When you open the book, the Table of Contents reads 1)Introduction; 2) American Education: Poor Outcomes and Declining Efficiency; 3) Long Term Benefits of the For-Profit Approach; 4) A Historical Perspective on For-Profit Schools; 5) For-Profit Education in America Today; 6) Illustrating the "ESOP" Approach to Public Education"; and 7) Conclusion.
He cites monetary statistics for England as late as 1875, but fails to account for inflation or the exchange rate. One pound sterling in the early 1800s was equal to $100 of today's greenbacks, but Vedder says "and less than one pound for every child between the ages of five and fourteen". He also neglects to say that until 1867, two years after African-Americans won the right to vote, did Englishmen win the right to vote - until then, only the landlords voted that made up 2% of the total population and dictated to the other 98%. His understanding of schooling, both private and state, in England is not quite there - he quotes Herbert Spencer that "We may be quite sure that a state education would be administered for the advantage of those in power", but seems to not know that the 2% who could vote did indeed invent state schooling in reaction to the Quakers method of Bible-reading borrowed from Indian Muslims at Madras on Qur'aan-reading. Fearing a Jacobin revolution once the population began to read, they invented state schooling. Prior to that, education was a sham in England; only elites had access to it.

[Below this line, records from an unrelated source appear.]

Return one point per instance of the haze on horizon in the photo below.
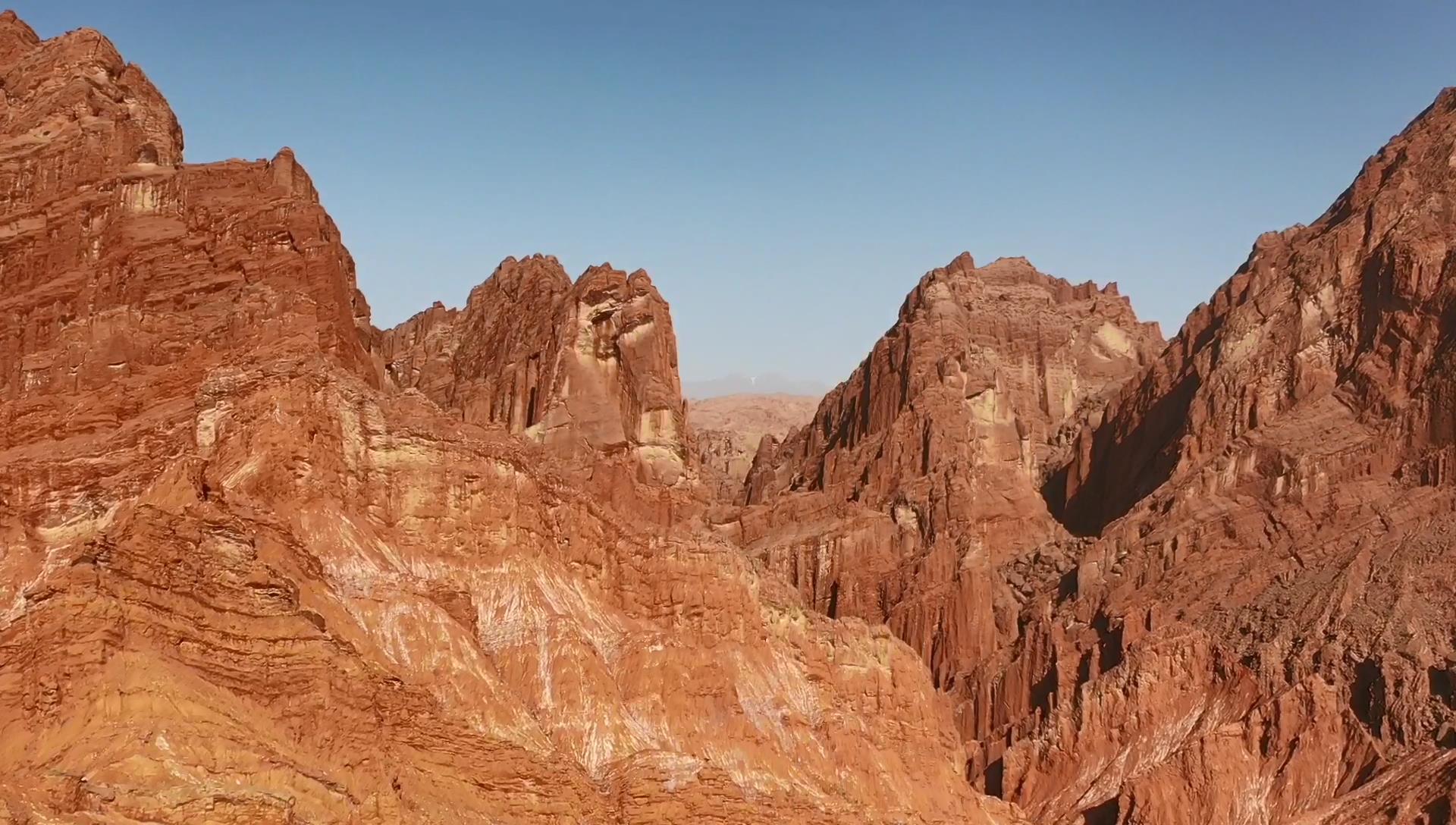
(786, 172)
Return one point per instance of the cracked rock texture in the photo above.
(261, 562)
(1231, 601)
(727, 432)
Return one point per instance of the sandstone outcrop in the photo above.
(919, 476)
(261, 562)
(584, 367)
(727, 432)
(1273, 517)
(1250, 614)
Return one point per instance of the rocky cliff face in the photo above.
(1270, 579)
(264, 563)
(584, 367)
(261, 562)
(919, 478)
(728, 430)
(1250, 619)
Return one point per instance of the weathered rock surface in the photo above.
(728, 430)
(264, 563)
(1266, 619)
(584, 367)
(919, 476)
(1253, 617)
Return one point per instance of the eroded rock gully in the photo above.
(262, 562)
(1232, 600)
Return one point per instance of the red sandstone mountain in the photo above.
(922, 472)
(1256, 620)
(261, 562)
(264, 563)
(728, 430)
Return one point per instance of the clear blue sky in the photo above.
(786, 171)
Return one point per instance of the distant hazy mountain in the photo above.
(739, 383)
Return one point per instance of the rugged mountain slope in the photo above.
(728, 430)
(584, 367)
(1251, 620)
(264, 563)
(919, 476)
(1269, 610)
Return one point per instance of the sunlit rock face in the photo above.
(584, 367)
(919, 478)
(261, 562)
(1237, 606)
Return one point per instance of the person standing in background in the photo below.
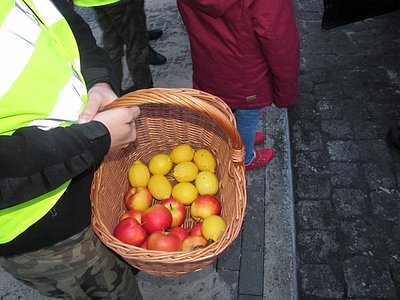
(393, 135)
(123, 23)
(246, 53)
(54, 81)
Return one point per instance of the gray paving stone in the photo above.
(315, 215)
(312, 186)
(317, 246)
(378, 177)
(366, 277)
(312, 163)
(307, 136)
(345, 174)
(343, 150)
(337, 129)
(385, 204)
(349, 203)
(355, 237)
(330, 110)
(250, 297)
(320, 281)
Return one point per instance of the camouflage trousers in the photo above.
(80, 267)
(124, 25)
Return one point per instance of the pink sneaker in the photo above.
(263, 156)
(260, 137)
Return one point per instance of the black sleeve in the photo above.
(96, 66)
(34, 161)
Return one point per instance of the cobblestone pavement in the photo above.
(346, 178)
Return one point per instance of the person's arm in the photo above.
(96, 66)
(275, 25)
(34, 161)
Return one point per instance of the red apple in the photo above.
(193, 242)
(130, 232)
(156, 218)
(164, 241)
(181, 232)
(132, 214)
(204, 206)
(144, 244)
(177, 210)
(196, 230)
(138, 198)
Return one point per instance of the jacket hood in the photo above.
(212, 8)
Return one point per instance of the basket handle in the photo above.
(204, 103)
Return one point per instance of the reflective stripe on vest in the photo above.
(92, 3)
(41, 85)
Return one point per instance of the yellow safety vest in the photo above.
(41, 85)
(92, 3)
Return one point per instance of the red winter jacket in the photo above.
(244, 51)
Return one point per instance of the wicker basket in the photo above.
(170, 117)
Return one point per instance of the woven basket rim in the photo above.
(210, 107)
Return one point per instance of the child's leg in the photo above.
(247, 121)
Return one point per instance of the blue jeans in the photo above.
(247, 122)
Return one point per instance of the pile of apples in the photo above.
(159, 225)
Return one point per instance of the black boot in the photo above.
(156, 58)
(393, 137)
(154, 34)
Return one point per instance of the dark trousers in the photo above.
(125, 33)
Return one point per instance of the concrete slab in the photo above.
(260, 264)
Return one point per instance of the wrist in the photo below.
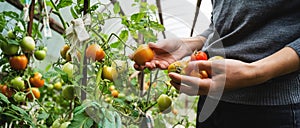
(192, 44)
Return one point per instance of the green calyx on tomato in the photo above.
(19, 97)
(18, 62)
(164, 103)
(40, 54)
(9, 49)
(68, 92)
(11, 34)
(27, 44)
(18, 83)
(68, 68)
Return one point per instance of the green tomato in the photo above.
(164, 103)
(68, 68)
(69, 92)
(40, 54)
(18, 83)
(9, 49)
(20, 97)
(65, 125)
(11, 35)
(27, 44)
(50, 87)
(56, 123)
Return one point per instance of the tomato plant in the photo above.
(35, 92)
(37, 80)
(164, 103)
(40, 54)
(20, 97)
(18, 83)
(64, 52)
(95, 52)
(109, 73)
(143, 54)
(27, 44)
(18, 62)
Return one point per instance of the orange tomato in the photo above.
(37, 80)
(95, 52)
(35, 92)
(18, 62)
(143, 54)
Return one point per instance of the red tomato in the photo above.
(198, 55)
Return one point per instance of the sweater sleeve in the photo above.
(295, 45)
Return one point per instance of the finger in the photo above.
(151, 65)
(199, 66)
(185, 89)
(195, 82)
(162, 64)
(138, 67)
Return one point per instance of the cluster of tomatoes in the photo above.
(18, 51)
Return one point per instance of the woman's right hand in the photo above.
(170, 50)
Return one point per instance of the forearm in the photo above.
(193, 43)
(280, 63)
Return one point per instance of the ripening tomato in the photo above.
(27, 44)
(40, 54)
(9, 49)
(18, 62)
(37, 80)
(198, 55)
(142, 55)
(164, 103)
(35, 91)
(95, 52)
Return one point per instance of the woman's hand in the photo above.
(170, 50)
(226, 74)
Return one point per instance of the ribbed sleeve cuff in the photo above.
(295, 45)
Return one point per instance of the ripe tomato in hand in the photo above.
(35, 92)
(37, 80)
(18, 62)
(142, 55)
(95, 52)
(198, 55)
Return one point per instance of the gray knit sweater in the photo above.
(249, 30)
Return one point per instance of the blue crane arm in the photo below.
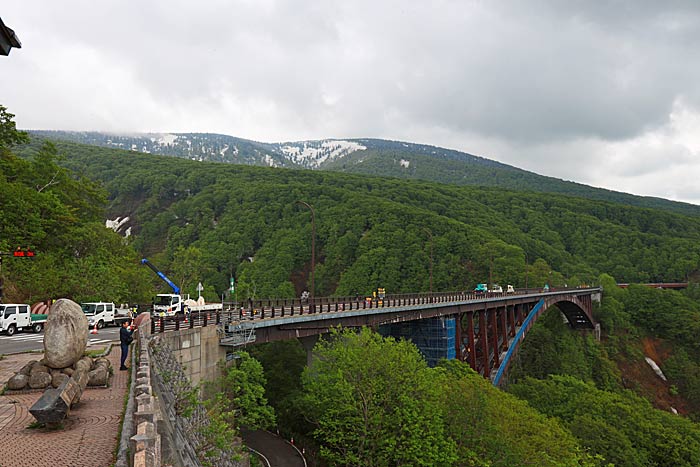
(175, 288)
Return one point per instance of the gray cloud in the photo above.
(597, 92)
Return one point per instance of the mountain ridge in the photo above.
(371, 156)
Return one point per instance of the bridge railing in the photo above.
(288, 307)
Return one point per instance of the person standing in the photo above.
(125, 339)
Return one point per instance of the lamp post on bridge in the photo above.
(313, 249)
(430, 236)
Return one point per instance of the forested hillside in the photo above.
(372, 157)
(373, 231)
(60, 216)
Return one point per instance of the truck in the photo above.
(18, 317)
(174, 304)
(102, 314)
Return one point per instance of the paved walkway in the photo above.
(90, 432)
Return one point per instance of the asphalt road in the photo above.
(277, 451)
(29, 341)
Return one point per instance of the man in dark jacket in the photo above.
(125, 339)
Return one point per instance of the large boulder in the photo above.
(66, 334)
(18, 381)
(39, 380)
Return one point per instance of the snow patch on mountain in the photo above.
(117, 224)
(312, 154)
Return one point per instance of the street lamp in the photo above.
(313, 248)
(430, 236)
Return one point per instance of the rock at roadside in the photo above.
(98, 377)
(39, 380)
(65, 337)
(57, 379)
(17, 382)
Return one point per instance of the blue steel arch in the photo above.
(577, 312)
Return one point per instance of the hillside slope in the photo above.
(362, 156)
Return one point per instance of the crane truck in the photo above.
(174, 304)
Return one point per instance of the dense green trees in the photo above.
(60, 215)
(374, 402)
(618, 425)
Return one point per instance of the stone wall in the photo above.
(198, 351)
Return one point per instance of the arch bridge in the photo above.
(483, 330)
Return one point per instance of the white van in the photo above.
(99, 313)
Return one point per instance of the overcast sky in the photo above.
(605, 93)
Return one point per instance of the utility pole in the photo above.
(313, 249)
(526, 270)
(430, 236)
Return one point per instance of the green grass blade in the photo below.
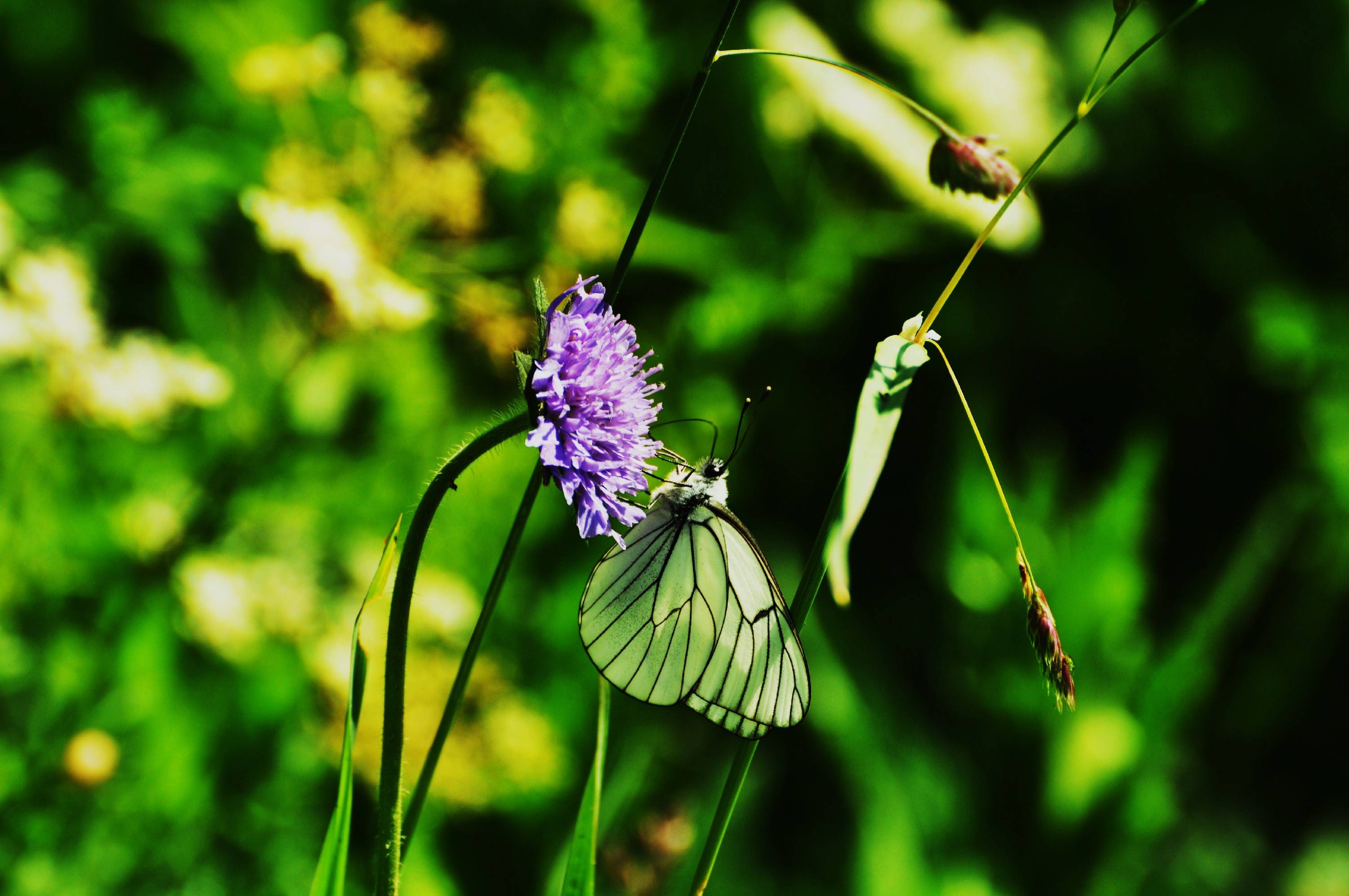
(581, 860)
(873, 431)
(331, 874)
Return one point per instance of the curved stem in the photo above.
(466, 663)
(663, 168)
(396, 660)
(1035, 166)
(923, 112)
(802, 604)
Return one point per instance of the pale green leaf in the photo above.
(331, 874)
(877, 416)
(581, 859)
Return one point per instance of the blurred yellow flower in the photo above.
(91, 758)
(331, 245)
(896, 141)
(501, 748)
(396, 41)
(590, 220)
(446, 188)
(491, 312)
(500, 123)
(787, 118)
(15, 338)
(54, 288)
(149, 524)
(232, 604)
(286, 71)
(139, 381)
(303, 172)
(393, 102)
(1093, 749)
(9, 230)
(1001, 80)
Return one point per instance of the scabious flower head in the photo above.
(595, 410)
(972, 165)
(1045, 637)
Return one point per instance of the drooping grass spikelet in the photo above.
(1045, 637)
(973, 166)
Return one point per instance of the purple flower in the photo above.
(597, 410)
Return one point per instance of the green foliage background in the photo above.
(203, 440)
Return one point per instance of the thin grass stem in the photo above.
(802, 604)
(1096, 72)
(984, 450)
(667, 162)
(1035, 166)
(914, 106)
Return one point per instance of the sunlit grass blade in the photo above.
(581, 860)
(331, 874)
(877, 416)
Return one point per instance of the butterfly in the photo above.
(692, 613)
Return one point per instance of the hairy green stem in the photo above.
(388, 836)
(802, 604)
(663, 168)
(466, 663)
(1084, 108)
(923, 112)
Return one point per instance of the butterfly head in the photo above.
(695, 484)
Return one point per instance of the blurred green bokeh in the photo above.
(262, 263)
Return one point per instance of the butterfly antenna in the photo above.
(745, 427)
(694, 420)
(666, 454)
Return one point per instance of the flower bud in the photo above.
(1045, 637)
(972, 165)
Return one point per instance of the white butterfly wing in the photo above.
(651, 615)
(691, 612)
(757, 677)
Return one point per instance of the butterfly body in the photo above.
(692, 613)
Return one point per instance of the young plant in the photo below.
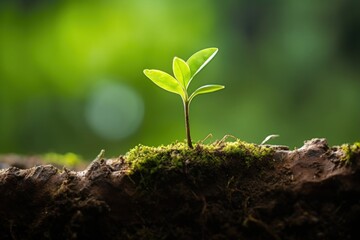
(184, 72)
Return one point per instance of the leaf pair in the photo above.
(184, 72)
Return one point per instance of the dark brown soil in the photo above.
(308, 193)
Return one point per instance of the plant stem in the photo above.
(187, 124)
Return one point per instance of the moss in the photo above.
(70, 160)
(203, 161)
(350, 152)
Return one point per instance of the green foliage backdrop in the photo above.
(71, 72)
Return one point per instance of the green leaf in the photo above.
(181, 71)
(165, 81)
(205, 89)
(199, 60)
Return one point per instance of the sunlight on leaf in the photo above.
(205, 89)
(199, 60)
(165, 81)
(181, 71)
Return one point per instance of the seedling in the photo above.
(184, 72)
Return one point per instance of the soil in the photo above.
(307, 193)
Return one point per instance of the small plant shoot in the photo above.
(184, 72)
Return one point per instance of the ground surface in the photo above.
(308, 193)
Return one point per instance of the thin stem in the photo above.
(187, 124)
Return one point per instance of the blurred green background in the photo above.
(71, 72)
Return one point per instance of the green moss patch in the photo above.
(350, 152)
(203, 162)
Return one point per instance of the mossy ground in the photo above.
(350, 151)
(224, 190)
(201, 163)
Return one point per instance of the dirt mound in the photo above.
(309, 193)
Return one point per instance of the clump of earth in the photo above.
(223, 191)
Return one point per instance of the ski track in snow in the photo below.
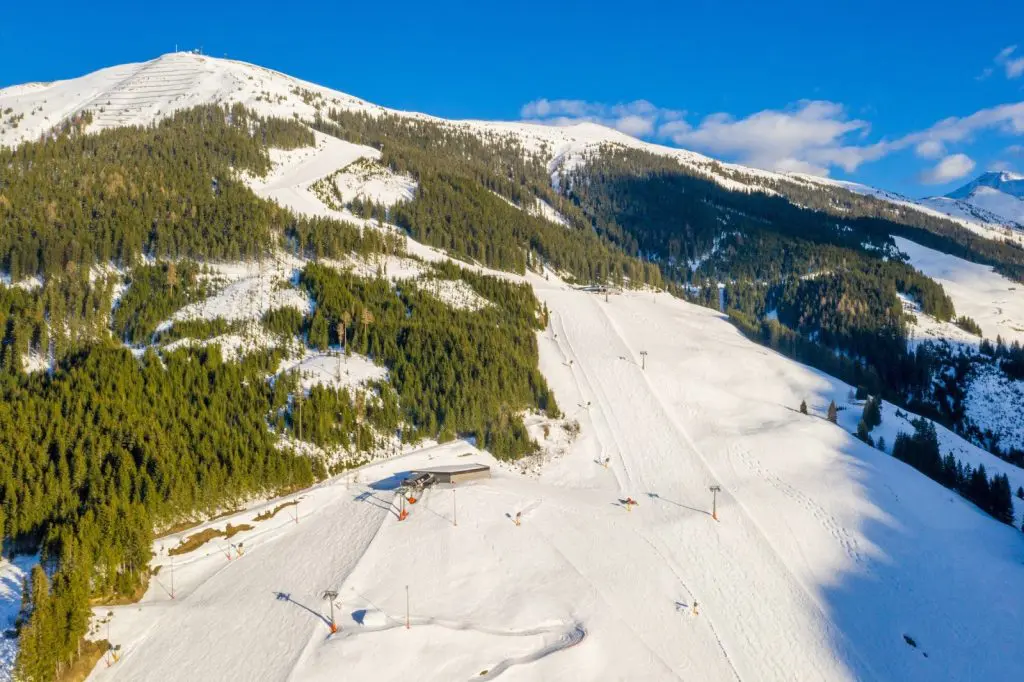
(765, 654)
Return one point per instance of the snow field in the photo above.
(826, 551)
(992, 300)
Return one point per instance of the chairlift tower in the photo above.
(331, 595)
(715, 489)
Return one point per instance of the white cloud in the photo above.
(809, 136)
(952, 167)
(1014, 67)
(638, 118)
(930, 148)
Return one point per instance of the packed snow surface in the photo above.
(995, 302)
(827, 553)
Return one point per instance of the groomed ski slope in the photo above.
(826, 553)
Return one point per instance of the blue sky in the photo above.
(911, 95)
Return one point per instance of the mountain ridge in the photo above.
(144, 92)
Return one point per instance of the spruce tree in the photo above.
(872, 413)
(862, 432)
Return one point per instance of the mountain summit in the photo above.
(996, 198)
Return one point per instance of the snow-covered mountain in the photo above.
(827, 558)
(142, 93)
(994, 198)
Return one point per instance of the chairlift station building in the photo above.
(454, 473)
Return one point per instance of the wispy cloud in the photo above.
(807, 137)
(811, 136)
(950, 168)
(1014, 66)
(930, 148)
(638, 118)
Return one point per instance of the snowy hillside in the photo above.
(996, 198)
(830, 560)
(820, 558)
(141, 93)
(980, 222)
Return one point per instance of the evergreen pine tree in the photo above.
(862, 432)
(872, 413)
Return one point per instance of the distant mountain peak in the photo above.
(1004, 181)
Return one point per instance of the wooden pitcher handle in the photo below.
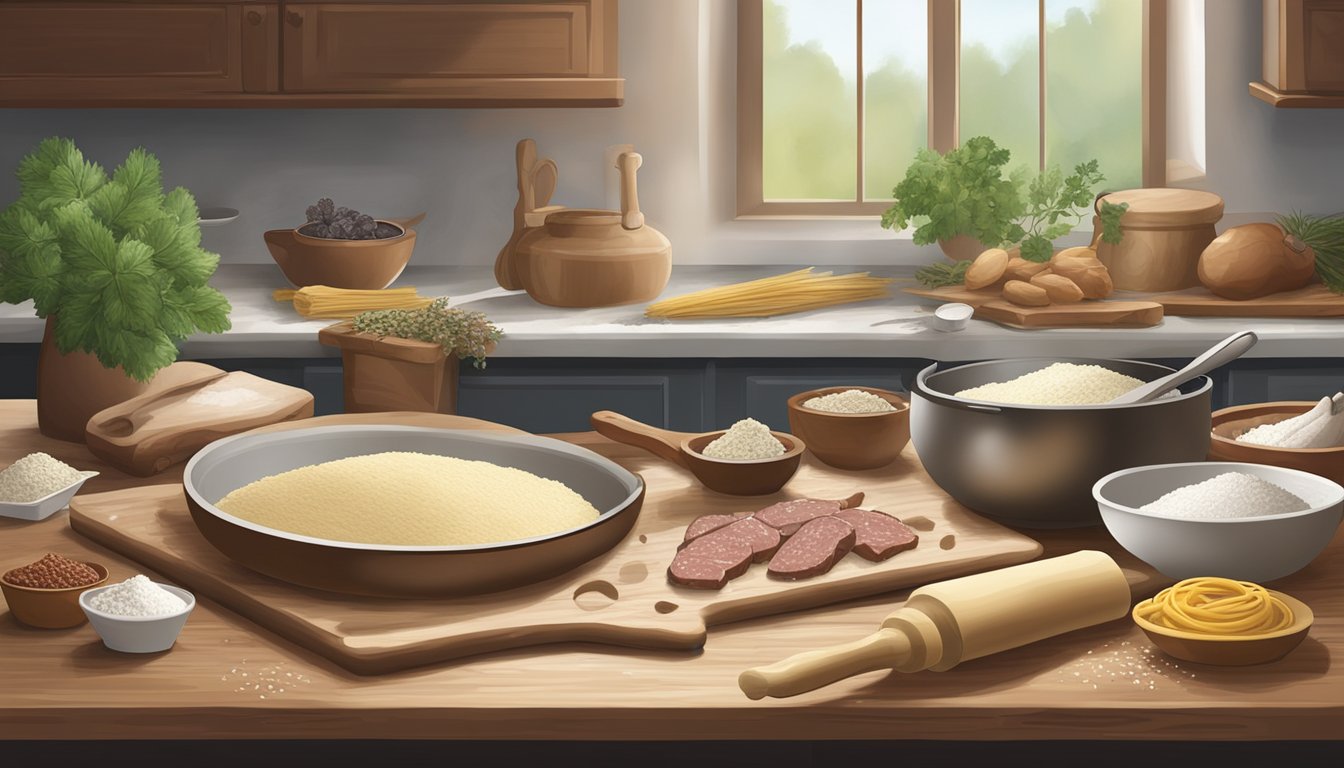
(624, 429)
(631, 217)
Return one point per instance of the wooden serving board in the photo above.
(1312, 301)
(187, 406)
(989, 304)
(621, 597)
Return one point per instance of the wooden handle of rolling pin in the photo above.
(807, 671)
(631, 217)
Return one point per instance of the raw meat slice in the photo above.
(708, 562)
(762, 540)
(878, 535)
(813, 550)
(788, 517)
(706, 523)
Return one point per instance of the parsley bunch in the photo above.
(960, 193)
(1055, 203)
(114, 258)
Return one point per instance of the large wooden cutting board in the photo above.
(989, 304)
(1312, 301)
(618, 599)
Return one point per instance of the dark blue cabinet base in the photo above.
(687, 394)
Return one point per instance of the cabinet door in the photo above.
(480, 51)
(147, 51)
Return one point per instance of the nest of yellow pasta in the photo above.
(769, 296)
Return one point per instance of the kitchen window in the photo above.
(1055, 81)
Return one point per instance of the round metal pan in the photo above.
(1034, 466)
(390, 570)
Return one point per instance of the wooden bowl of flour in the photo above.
(1231, 423)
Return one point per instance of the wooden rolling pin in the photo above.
(946, 623)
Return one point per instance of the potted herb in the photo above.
(964, 198)
(116, 266)
(406, 359)
(1055, 203)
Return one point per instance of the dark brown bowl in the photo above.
(1231, 423)
(386, 570)
(352, 264)
(50, 608)
(852, 440)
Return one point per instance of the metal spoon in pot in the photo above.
(1218, 355)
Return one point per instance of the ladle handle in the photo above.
(661, 443)
(631, 217)
(1218, 355)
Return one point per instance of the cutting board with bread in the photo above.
(187, 406)
(988, 304)
(622, 597)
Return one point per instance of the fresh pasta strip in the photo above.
(1211, 605)
(342, 303)
(778, 295)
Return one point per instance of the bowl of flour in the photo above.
(1249, 522)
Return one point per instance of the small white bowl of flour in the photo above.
(1250, 522)
(38, 486)
(137, 615)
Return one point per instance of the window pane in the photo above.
(1000, 69)
(1094, 88)
(895, 90)
(809, 100)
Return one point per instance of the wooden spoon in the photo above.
(737, 478)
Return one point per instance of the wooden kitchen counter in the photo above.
(227, 678)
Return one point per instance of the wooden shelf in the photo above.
(1297, 100)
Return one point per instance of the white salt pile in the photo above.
(1058, 384)
(850, 401)
(1227, 495)
(35, 476)
(747, 439)
(137, 597)
(1317, 428)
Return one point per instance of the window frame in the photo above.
(944, 97)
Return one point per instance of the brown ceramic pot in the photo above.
(73, 388)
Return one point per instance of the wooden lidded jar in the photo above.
(1165, 230)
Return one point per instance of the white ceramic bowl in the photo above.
(1250, 549)
(133, 634)
(46, 506)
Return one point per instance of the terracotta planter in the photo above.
(75, 386)
(393, 374)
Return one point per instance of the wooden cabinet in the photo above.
(1303, 55)
(339, 53)
(100, 54)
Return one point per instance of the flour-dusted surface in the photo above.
(1227, 495)
(137, 596)
(410, 499)
(747, 439)
(1058, 384)
(35, 476)
(850, 401)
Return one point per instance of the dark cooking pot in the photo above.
(1034, 466)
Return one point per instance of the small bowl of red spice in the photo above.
(46, 593)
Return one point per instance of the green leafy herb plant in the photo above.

There are many more caveats - Vedder does not distinguish between corporate and private, between corporate that sucks up state monies and private that struggles on tuition and donations. In the real world, for-profit schools do not exist at the elementary and secondary school levels apart from Challenger Schools in California and Utah. All primary and secondary schools are subsidized by either donations or tax monies in addition to any tutiton charged.
The concept of teacher-owned schools is one that needs to be yet be explored, using ethnographic participant-observations of just such schools. A better book for someone wanting to start their own school is Robert Love's "How to Start Your Own School", which is based on the actual experiences of the Wichita Collegiate School.